Com mais de 13 milhões de famílias cadastradas, o Ministério do Desenvolvimento Social e Combate à Fome tem as ferramentas e a estrutura para aplicar tal pesquisa, que seria de enorme utilidade para orientar e definir políticas públicas dirigidas a encontrar a "porta de saída" do programa. Ou até mesmo concluir que são dispensáveis porque a saída natural, o próximo passo, está em oferecer ao jovem um lugar no mercado de trabalho. Nesse caso a avaliação do programa seria útil para focalizar caminhos, estimular iniciativas localizadas de geração de empregos.
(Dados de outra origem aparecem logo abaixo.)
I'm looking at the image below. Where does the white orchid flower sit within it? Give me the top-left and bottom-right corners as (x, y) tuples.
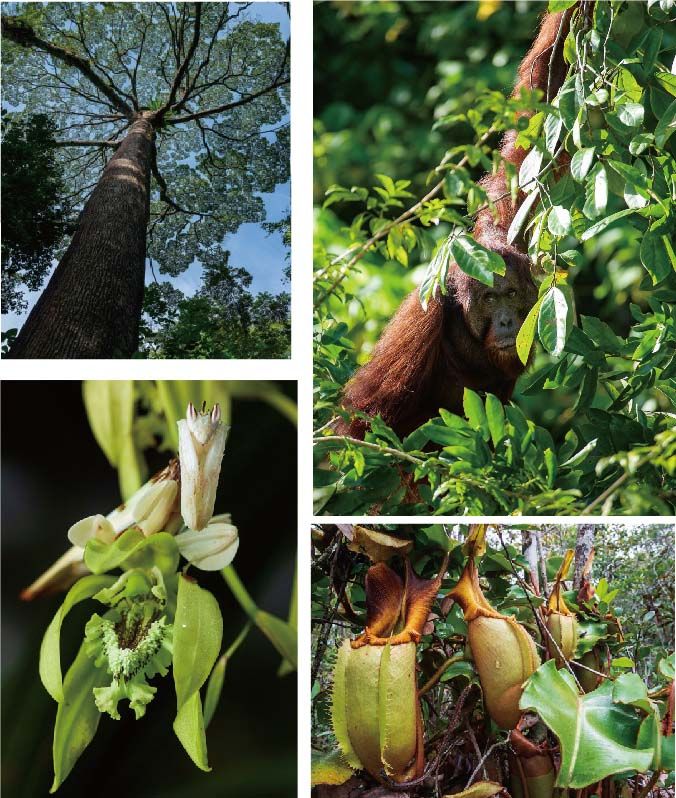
(21, 458), (182, 600)
(175, 515), (239, 571)
(177, 402), (230, 532)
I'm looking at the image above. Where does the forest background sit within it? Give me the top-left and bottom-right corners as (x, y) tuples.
(314, 0), (676, 515)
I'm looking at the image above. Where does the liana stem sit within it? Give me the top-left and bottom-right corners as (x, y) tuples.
(221, 565), (258, 623)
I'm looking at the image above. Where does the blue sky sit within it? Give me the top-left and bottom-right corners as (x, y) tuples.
(2, 3), (291, 330)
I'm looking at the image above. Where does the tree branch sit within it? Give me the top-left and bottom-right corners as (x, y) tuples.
(52, 139), (122, 147)
(2, 15), (134, 118)
(158, 3), (202, 117)
(166, 78), (289, 125)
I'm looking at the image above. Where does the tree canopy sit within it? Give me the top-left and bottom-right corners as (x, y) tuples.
(3, 3), (289, 360)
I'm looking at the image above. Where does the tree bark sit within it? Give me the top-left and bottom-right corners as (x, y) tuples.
(9, 114), (155, 358)
(573, 524), (596, 590)
(521, 530), (540, 596)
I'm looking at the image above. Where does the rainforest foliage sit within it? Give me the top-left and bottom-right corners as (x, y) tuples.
(315, 0), (676, 515)
(2, 3), (289, 357)
(312, 524), (674, 798)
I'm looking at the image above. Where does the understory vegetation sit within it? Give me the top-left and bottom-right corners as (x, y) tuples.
(314, 0), (676, 515)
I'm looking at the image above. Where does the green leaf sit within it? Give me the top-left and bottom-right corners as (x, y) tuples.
(657, 654), (676, 681)
(310, 750), (353, 787)
(591, 166), (608, 218)
(519, 660), (653, 788)
(204, 654), (228, 729)
(440, 660), (477, 682)
(84, 527), (180, 574)
(82, 380), (147, 500)
(516, 297), (542, 366)
(547, 205), (572, 237)
(39, 576), (115, 701)
(613, 673), (655, 713)
(570, 147), (594, 183)
(173, 575), (223, 716)
(519, 146), (544, 191)
(277, 563), (298, 676)
(84, 527), (145, 574)
(451, 235), (506, 286)
(462, 388), (489, 437)
(50, 644), (110, 792)
(544, 114), (563, 155)
(629, 133), (655, 155)
(486, 393), (505, 446)
(538, 286), (569, 356)
(507, 188), (540, 244)
(640, 222), (676, 285)
(655, 100), (676, 149)
(581, 208), (636, 241)
(174, 692), (211, 772)
(617, 103), (644, 127)
(253, 610), (298, 668)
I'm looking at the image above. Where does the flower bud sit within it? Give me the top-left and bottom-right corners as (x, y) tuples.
(21, 458), (181, 600)
(177, 402), (229, 532)
(175, 515), (239, 571)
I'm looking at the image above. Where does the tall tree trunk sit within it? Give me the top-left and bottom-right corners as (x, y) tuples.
(9, 116), (155, 358)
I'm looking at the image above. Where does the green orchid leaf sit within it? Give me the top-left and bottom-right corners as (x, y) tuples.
(82, 380), (148, 500)
(50, 644), (108, 792)
(519, 660), (653, 787)
(253, 610), (298, 669)
(174, 692), (211, 772)
(173, 576), (223, 712)
(39, 576), (115, 702)
(204, 654), (228, 729)
(84, 527), (145, 574)
(277, 565), (298, 676)
(84, 527), (179, 574)
(124, 532), (180, 577)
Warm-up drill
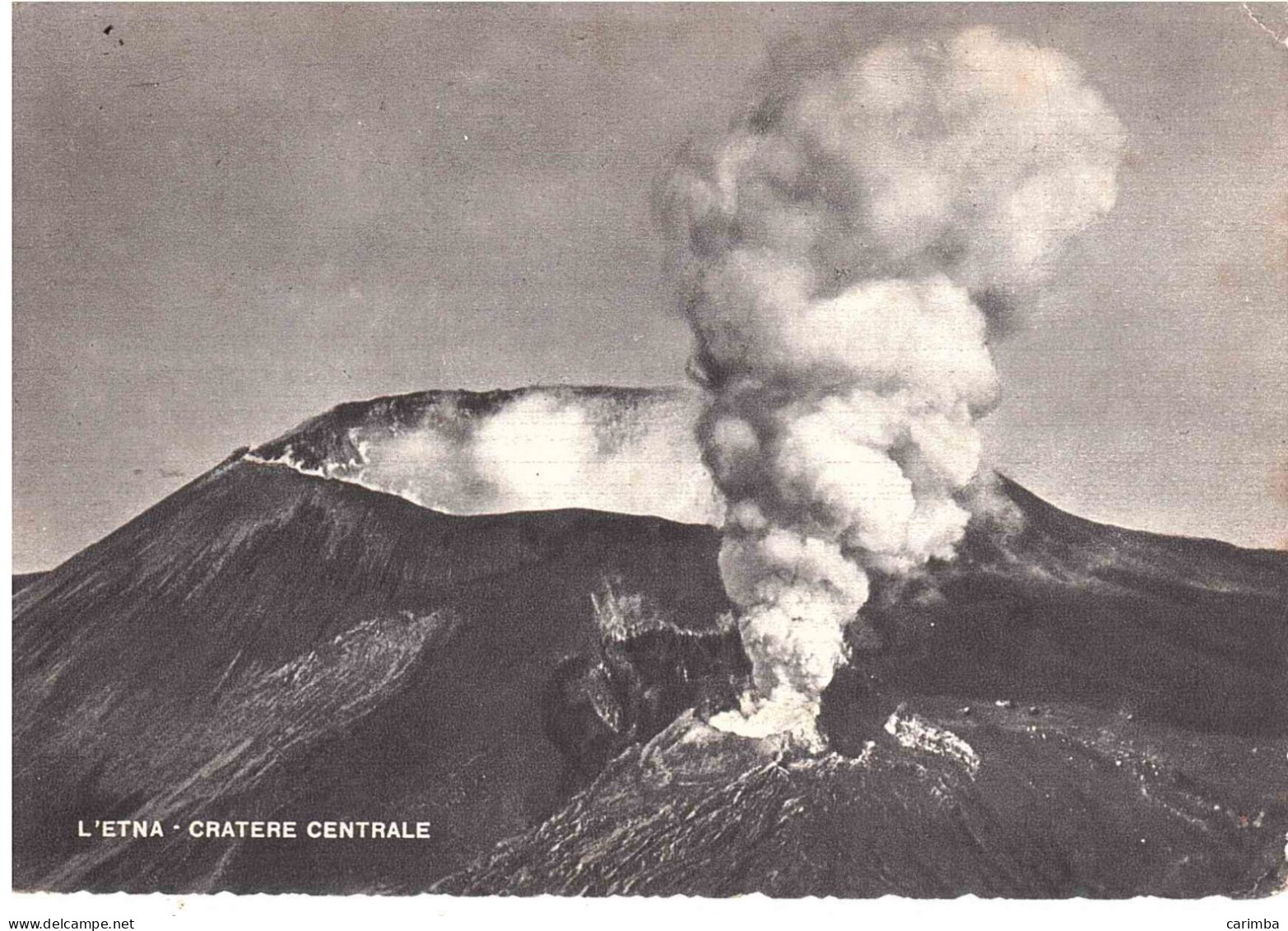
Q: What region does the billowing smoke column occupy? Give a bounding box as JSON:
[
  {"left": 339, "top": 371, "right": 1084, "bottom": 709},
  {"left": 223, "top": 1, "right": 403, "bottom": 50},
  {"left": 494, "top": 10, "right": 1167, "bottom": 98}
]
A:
[{"left": 661, "top": 28, "right": 1122, "bottom": 744}]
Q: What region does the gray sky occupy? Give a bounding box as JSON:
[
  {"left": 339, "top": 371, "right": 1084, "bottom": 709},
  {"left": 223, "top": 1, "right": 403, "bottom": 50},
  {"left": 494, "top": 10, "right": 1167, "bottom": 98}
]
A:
[{"left": 13, "top": 4, "right": 1288, "bottom": 572}]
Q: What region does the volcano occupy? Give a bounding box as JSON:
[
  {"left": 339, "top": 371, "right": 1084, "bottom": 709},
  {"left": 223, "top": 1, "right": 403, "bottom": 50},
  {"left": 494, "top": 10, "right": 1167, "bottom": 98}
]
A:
[{"left": 13, "top": 389, "right": 1288, "bottom": 897}]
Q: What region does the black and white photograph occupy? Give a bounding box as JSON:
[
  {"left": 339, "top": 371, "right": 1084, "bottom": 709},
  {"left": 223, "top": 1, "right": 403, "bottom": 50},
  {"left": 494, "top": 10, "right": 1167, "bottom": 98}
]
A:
[{"left": 4, "top": 2, "right": 1288, "bottom": 931}]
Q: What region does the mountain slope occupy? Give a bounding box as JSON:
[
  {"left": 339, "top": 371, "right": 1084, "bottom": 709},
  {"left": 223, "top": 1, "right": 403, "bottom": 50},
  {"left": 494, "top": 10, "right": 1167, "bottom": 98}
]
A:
[{"left": 14, "top": 440, "right": 1288, "bottom": 895}]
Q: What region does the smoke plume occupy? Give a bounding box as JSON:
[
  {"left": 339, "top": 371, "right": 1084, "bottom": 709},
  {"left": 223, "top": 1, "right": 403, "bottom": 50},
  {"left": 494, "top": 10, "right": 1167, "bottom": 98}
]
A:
[
  {"left": 659, "top": 28, "right": 1122, "bottom": 743},
  {"left": 245, "top": 388, "right": 724, "bottom": 525}
]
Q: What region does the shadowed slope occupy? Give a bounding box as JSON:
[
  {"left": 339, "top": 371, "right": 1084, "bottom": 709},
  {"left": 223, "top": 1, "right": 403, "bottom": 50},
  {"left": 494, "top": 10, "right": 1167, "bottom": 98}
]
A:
[{"left": 14, "top": 456, "right": 1288, "bottom": 895}]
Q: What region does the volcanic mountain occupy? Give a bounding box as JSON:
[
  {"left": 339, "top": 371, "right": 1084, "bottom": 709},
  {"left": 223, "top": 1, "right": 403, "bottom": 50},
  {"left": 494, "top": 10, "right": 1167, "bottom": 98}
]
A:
[{"left": 13, "top": 389, "right": 1288, "bottom": 897}]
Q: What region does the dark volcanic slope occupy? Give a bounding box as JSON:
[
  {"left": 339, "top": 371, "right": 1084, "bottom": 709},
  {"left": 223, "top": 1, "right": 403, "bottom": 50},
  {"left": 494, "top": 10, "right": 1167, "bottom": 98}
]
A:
[
  {"left": 14, "top": 457, "right": 1288, "bottom": 895},
  {"left": 14, "top": 461, "right": 727, "bottom": 891}
]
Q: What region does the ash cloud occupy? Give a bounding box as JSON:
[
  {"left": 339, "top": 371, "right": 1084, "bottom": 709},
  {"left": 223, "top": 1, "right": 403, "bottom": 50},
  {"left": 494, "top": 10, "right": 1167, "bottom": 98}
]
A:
[{"left": 658, "top": 28, "right": 1123, "bottom": 744}]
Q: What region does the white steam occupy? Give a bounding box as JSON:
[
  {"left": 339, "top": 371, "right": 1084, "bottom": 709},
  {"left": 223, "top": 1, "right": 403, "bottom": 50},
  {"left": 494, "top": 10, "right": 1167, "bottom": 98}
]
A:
[
  {"left": 661, "top": 28, "right": 1122, "bottom": 742},
  {"left": 253, "top": 388, "right": 724, "bottom": 525}
]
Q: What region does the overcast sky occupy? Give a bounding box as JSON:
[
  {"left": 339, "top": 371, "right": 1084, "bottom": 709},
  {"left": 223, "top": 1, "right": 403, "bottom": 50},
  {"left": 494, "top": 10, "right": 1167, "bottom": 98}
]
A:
[{"left": 13, "top": 4, "right": 1288, "bottom": 572}]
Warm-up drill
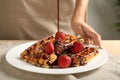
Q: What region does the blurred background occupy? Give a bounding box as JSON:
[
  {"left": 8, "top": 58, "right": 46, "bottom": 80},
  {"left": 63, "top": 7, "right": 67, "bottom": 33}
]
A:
[
  {"left": 87, "top": 0, "right": 120, "bottom": 40},
  {"left": 0, "top": 0, "right": 120, "bottom": 40}
]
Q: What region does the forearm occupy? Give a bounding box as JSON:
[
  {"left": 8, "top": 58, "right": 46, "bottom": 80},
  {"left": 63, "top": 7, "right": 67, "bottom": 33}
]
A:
[{"left": 73, "top": 0, "right": 89, "bottom": 20}]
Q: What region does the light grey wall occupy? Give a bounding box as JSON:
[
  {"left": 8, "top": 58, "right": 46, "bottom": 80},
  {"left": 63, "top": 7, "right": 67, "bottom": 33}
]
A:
[{"left": 87, "top": 0, "right": 120, "bottom": 39}]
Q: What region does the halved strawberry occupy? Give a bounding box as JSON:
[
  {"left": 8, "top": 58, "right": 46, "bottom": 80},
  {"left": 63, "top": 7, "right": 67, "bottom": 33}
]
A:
[
  {"left": 58, "top": 55, "right": 72, "bottom": 68},
  {"left": 72, "top": 41, "right": 84, "bottom": 53},
  {"left": 44, "top": 42, "right": 54, "bottom": 54},
  {"left": 55, "top": 32, "right": 65, "bottom": 42}
]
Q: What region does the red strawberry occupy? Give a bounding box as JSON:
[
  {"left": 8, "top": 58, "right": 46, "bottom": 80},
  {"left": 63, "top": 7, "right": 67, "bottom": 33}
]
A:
[
  {"left": 72, "top": 41, "right": 84, "bottom": 53},
  {"left": 58, "top": 55, "right": 72, "bottom": 68},
  {"left": 45, "top": 42, "right": 54, "bottom": 54},
  {"left": 55, "top": 32, "right": 65, "bottom": 42}
]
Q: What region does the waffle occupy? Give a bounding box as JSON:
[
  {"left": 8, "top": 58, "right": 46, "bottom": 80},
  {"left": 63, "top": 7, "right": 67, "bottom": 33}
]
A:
[{"left": 20, "top": 35, "right": 98, "bottom": 68}]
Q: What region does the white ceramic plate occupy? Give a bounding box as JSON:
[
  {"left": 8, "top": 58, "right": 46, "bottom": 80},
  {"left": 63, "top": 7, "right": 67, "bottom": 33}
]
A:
[{"left": 6, "top": 41, "right": 108, "bottom": 74}]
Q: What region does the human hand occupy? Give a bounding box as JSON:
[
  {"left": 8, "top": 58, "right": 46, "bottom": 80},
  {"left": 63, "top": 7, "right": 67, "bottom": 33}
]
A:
[{"left": 71, "top": 16, "right": 102, "bottom": 48}]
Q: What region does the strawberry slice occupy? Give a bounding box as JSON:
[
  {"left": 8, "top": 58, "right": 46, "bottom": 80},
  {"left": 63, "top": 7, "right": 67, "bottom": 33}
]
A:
[
  {"left": 72, "top": 41, "right": 84, "bottom": 53},
  {"left": 58, "top": 55, "right": 72, "bottom": 68},
  {"left": 55, "top": 32, "right": 65, "bottom": 42},
  {"left": 44, "top": 42, "right": 54, "bottom": 54}
]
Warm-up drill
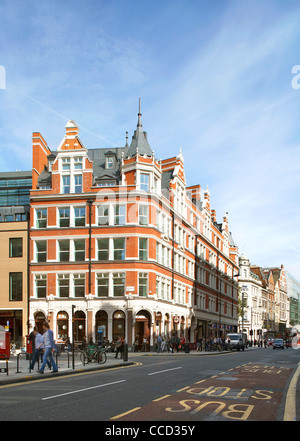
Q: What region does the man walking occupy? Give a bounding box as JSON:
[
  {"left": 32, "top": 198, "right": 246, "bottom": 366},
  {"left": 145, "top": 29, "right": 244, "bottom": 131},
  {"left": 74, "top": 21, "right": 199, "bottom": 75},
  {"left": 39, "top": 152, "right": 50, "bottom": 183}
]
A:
[
  {"left": 30, "top": 328, "right": 51, "bottom": 370},
  {"left": 39, "top": 323, "right": 58, "bottom": 374}
]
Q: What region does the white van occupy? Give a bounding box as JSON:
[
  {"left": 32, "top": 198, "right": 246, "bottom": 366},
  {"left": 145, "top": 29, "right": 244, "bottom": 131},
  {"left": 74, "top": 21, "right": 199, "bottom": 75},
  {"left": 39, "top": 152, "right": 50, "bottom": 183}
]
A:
[{"left": 227, "top": 334, "right": 247, "bottom": 351}]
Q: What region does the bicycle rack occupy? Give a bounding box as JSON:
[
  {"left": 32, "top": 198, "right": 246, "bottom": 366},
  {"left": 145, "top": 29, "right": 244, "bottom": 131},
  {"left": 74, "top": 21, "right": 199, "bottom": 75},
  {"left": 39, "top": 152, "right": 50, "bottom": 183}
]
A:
[
  {"left": 0, "top": 354, "right": 8, "bottom": 375},
  {"left": 16, "top": 352, "right": 32, "bottom": 374}
]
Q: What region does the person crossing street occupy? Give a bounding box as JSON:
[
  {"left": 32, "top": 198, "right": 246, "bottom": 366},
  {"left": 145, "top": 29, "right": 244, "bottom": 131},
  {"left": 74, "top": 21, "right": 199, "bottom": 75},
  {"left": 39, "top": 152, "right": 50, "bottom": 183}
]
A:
[{"left": 38, "top": 322, "right": 58, "bottom": 374}]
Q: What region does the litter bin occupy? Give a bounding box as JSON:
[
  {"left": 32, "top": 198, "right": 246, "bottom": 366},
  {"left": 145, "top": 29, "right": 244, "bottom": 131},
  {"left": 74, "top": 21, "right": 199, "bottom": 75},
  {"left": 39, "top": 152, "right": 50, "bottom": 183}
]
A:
[
  {"left": 0, "top": 332, "right": 10, "bottom": 358},
  {"left": 26, "top": 335, "right": 32, "bottom": 354},
  {"left": 184, "top": 343, "right": 190, "bottom": 354}
]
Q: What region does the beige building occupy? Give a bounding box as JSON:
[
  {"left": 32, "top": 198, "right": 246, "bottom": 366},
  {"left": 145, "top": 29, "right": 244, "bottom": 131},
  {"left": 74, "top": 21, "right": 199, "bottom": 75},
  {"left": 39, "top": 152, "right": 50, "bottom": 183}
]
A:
[{"left": 0, "top": 221, "right": 28, "bottom": 344}]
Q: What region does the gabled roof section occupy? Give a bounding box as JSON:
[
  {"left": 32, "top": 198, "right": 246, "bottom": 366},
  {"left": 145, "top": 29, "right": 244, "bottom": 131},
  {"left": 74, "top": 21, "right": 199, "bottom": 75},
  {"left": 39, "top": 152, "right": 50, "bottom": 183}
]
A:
[
  {"left": 57, "top": 120, "right": 86, "bottom": 151},
  {"left": 125, "top": 99, "right": 153, "bottom": 158}
]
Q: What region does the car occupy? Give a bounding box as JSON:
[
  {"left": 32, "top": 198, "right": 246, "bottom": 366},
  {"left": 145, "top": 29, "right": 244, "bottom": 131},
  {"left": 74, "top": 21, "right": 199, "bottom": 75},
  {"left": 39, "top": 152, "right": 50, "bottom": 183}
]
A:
[{"left": 273, "top": 338, "right": 284, "bottom": 349}]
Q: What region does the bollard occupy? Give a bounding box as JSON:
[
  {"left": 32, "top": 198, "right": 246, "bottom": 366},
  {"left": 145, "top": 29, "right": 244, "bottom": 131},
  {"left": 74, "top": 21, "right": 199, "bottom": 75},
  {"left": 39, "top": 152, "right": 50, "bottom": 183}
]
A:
[{"left": 123, "top": 343, "right": 128, "bottom": 361}]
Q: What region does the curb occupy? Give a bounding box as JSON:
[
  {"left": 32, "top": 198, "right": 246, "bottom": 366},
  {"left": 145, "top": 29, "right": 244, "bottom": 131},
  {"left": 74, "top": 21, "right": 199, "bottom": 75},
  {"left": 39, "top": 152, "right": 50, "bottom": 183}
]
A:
[{"left": 0, "top": 361, "right": 138, "bottom": 386}]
Grameen Bank. O economista e Prêmio Nobel da Paz Muhammad Yunus, criador e ex-presidente do Grameen Bank, formulou proposta interessante ao governo brasileiro que poderia funcionar como indutor de saída para o Bolsa Família. A exitosa experiência de quase 40 anos operando com microcrédito para pobres de Bangladesh credencia Yunus e suas ideias para aplicação em outros países.
"Por que não criar um programa de televisão que mostre cinco ou dez pessoas que recebem dinheiro do Bolsa Família tentando criar negócios sociais para deixar de receber verba do governo? Mesmo que nem todos consigam, certamente empreendedores irão ver isso na televisão e poderão se interessar em investir nessas ideias", propôs Yunus em São Paulo, onde fez palestra na sede da Escola Superior de Propaganda e Marketing (ESPM).
Como na pobre Bangladesh de 130 milhões de habitantes não havia programa social equivalente ao Bolsa Família, Muhammad Yunus resolveu aliviar a pobreza ali por meio do microcrédito, emprestando reduzidíssimas quantias para famílias muito pobres de produtores rurais. No início, em 1976, usou seus próprios recursos, cobrando juros e parcelando o crédito, de forma a não reduzir seu capital, ao mesmo tempo que enquadrava o empréstimo na capacidade de pagamento do tomador. Foi esse sistema de microcrédito que originou o Grameen Bank, a primeira experiência no mundo de um banco com foco na população de baixíssima renda, o que valeu a Muhammad Yunus o Prêmio Nobel da Paz de 2006.
Ele deixou a presidência do banco em 2011, mas o Grameen Bank continua operando com o governo de Bangladesh, seu principal acionista. Como no Bolsa Família, 97% dos 6,6 milhões de beneficiários são mulheres, não há exigências de garantias nos créditos e o índice de inadimplência é de 1,2%, bem mais baixo do que o de grandes bancos internacionais.
Em 2011 Muhammad Yunus deixou o banco e partiu para outra experiência: criou o Yunus Social Business, organização internacional voltada para fomentar o conceito e a prática do "negócio social" e presente no Japão, Coreia, Itália, Alemanha, Estados Unidos, França e Turquia. Seu maior "negócio social" foi criar uma empresa em Bangladesh em parceria com a multinacional fabricante de iogurte Danone, que tem todo o retorno do capital investido, mas não se apropria do lucro, usado para reduzir o preço dos iogurtes enriquecidos vendidos de casa em casa para a população de baixa renda.
Yunus esteve no Brasil em 2008, conversou e tirou fotos com o ex-presidente Lula. Mas, aparentemente, suas ideias não sensibilizaram o interlocutor. Quem sabe a presidente Dilma Rousseff pensa diferente? E reconhece que os milhões de reais que seu governo gasta hoje com propaganda e autopromoção em TV gerariam resultados sociais importantes se aplicados em inserções na televisão - como sugeridas pelo bengalês - voltadas para incitar o instinto criativo e empreendedor do brasileiro comum.
O microcrédito ampliado e com capilaridade para alcançar regiões pobres constituiria o braço financeiro a apoiar iniciativas desses pequenos empreendedores. Sem paternalismos de vida curta, com empréstimos a juros baixos (como os do BNDES) e parcelamento da dívida, como fez Yunus em Bangladesh, seria um bom caminho para abrir uma porta de saída e dar continuidade ao Bolsa Família.